Mike Hopkins said it's been next to impossible keeping people from dumping — and looting —...
Mike Hopkins said it's been next to impossible keeping people from dumping — and looting — behind his shopping center at Marsh and Walnut Hill.(Lynda M. Gonzalez / Staff Photographer)

The shopping center is like most of this gloomy intersection and much of our northwest Dallas neighborhood — filled with shattered structures, broken glass, trees reduced to stumps. The Thomas Jefferson and Cary and Walnut Hill campuses, Northway Church and the houses of worship next door, the still-shuttered Walnut Hill rec center and Dallas County Government Center, the houses between them — all unchanged since the Oct. 20 storm.

Some structures are still standing only because they’re tangled in insurance companies’ red tape. Jack Perkins, owner of Maple & Motor, lives across Midway Road from Walnut Hill Elementary, in an airy, modern home laid waste by the storm. Perkins, for God knows how long shacked up in a nearby rent house, told me Thursday he has retained an attorney to do battle with the insurance company now offering him a third of what his house is worth.

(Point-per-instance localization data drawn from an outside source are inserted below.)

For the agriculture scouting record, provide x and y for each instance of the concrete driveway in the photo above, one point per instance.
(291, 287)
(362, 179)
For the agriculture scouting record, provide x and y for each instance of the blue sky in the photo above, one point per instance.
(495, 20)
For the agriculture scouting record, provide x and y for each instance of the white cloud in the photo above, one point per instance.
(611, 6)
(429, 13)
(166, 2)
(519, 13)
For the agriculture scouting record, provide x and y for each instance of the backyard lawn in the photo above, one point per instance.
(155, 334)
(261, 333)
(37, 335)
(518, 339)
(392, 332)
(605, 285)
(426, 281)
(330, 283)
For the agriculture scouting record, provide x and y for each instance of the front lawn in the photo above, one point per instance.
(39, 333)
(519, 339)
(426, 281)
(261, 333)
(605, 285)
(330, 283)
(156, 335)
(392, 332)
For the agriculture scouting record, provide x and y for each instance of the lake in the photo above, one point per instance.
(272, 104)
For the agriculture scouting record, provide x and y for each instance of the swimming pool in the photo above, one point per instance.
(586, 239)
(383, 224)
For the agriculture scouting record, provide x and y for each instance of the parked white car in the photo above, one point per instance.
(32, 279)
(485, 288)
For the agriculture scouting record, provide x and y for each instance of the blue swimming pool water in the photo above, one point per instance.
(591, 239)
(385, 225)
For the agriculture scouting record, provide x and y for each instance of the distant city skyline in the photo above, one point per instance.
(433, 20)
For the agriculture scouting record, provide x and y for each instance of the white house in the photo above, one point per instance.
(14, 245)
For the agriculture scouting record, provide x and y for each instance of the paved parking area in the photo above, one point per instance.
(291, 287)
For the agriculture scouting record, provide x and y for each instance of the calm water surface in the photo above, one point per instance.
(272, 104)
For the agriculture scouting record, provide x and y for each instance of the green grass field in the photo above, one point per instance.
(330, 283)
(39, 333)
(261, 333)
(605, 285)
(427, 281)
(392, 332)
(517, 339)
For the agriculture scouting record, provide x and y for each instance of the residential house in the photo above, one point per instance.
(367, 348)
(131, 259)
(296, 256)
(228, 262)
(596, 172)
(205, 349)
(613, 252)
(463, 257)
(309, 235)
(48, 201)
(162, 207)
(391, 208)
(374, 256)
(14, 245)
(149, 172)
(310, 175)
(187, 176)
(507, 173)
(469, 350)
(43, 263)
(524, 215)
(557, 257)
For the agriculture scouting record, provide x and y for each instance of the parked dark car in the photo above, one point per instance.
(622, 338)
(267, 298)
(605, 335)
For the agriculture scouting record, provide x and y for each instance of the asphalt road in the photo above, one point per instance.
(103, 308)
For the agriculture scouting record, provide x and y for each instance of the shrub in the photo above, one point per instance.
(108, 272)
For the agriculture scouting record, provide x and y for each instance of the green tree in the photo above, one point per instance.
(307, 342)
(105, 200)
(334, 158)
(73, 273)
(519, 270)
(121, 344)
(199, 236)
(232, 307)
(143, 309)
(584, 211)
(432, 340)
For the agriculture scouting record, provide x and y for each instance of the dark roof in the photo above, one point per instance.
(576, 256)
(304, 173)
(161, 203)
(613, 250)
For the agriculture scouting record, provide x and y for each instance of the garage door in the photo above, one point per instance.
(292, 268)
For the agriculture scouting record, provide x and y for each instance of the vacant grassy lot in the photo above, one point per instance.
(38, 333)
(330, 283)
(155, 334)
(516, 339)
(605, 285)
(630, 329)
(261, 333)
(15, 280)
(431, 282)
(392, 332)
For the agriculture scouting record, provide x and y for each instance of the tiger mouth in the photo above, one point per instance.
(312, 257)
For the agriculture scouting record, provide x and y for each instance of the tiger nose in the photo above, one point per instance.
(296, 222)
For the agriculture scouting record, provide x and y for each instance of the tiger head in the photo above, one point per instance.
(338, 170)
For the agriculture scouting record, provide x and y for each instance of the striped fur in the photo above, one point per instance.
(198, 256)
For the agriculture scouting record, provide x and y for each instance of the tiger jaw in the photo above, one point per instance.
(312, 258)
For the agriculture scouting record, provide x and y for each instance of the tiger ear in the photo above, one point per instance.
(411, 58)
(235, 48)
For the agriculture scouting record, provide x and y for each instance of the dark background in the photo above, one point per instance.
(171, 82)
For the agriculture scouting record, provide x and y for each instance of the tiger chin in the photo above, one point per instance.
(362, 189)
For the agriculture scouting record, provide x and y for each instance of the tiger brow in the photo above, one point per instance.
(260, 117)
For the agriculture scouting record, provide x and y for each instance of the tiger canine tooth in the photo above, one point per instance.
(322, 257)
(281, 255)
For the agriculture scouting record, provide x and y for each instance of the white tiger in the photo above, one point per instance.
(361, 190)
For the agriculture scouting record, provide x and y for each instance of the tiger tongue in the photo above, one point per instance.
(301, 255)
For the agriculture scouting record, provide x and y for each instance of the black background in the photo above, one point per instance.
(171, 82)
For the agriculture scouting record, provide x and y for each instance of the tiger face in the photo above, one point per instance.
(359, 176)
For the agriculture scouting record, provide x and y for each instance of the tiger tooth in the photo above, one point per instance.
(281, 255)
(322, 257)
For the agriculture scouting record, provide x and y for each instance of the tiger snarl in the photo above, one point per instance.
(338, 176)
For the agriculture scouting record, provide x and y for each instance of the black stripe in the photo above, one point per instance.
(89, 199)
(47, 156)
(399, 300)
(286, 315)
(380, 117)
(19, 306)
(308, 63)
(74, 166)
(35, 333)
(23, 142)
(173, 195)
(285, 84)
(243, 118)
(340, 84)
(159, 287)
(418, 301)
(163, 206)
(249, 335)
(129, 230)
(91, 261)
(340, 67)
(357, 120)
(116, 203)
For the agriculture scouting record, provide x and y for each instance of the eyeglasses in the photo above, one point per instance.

“It's a public disaster,” Perkins said. “If that’s a whole neighborhood, it sets back that part of the city 10 years. It’s no longer a part of the community on the rise. It’s now a part of the community on the decline and a violation of the public trust on the part of the insurance companies.”

Other buildings, like TJ, remain because they are caught in tussles over whether to rebuild or remodel. Friday morning my inbox filled with a long back-and-forth between fellow members of the TJ alumni association’s board. Trustee Edwin Flores wants the board to get behind a total do-over — now. But some of our ranks want to see the school torn down, while others are demanding the district salvage some of its façade.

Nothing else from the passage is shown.